By extending the open source philosophy to the core itself, it is possible to:
- understand “what’s behind” an embedded platform
- study and exploit the lower layers of the firmware
- discover hardware bugs
- customize the micro-controller design
In order to develop software on this particular micro-controller, a toolchain has been developed (thanks to Means of Freedom and ORSoc) based on the widely adopted GNU toolchain. Using this toolchain it is possible to compile C code for the OpenRisc platform and run it inside a simulator. The most complete example of the toolchain’s potential is the compilation and simulation of a small Linux system.
OpenCores provides a VMWare image that contains an Ubuntu system with all the tools to start toying with OpenRisc. More information here: http://www.opencores.org/openrisc,vmware
To use the toolchain on an existing Linux system (Ubuntu, for example), there is a guide here: http://www.opencores.org/openrisc,gnu_toolchain
The steps basically involve:
- installing the prerequisites (for example build-essentials)
- running a script that:
- downloads the version of the software that can be compiled for OpenRisc
- patches the source code to add OpenRisc-specific compatibility
- compiles the toolchain and the Linux system to simulate
- running the simulator (or32-elf-sim) using the Linux image and a configuration file.
- connecting to the simulated Linux system (using telnet on localhost, port 10084)
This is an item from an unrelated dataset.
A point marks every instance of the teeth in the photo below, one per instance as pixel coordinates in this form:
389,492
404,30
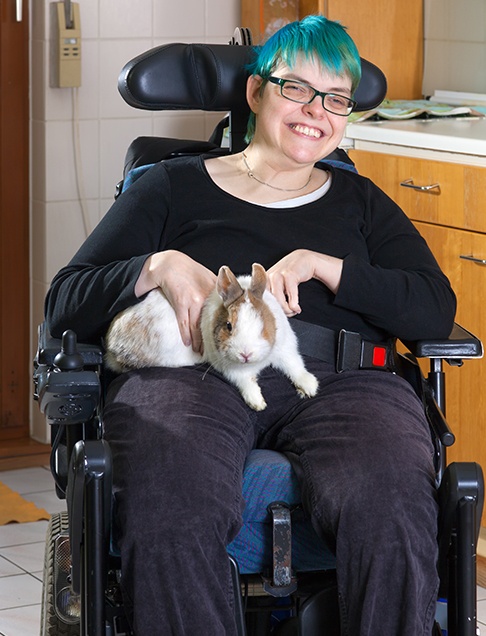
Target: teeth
309,132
The simulator can be launched with a configuration file that allows to change many parts of the system, like the memory and the peripherals, and the connections to the external world; for example it redirects the serial port to a listening TCP socket on port 10084 that can be accessed with telnet.
This system shows untapped potential: it could become widely adopted by electronic enthusiasts that now are enjoying Arduino and PICs. After that, the project could mature up to the point of being competitive against commercial cores. Up to now, ORSoc sells development kits based on (expensive) FPGA, but in the near future I hope that they will sell a real OpenRisc-based chip mounted on a set of boards just like the Arduino ones.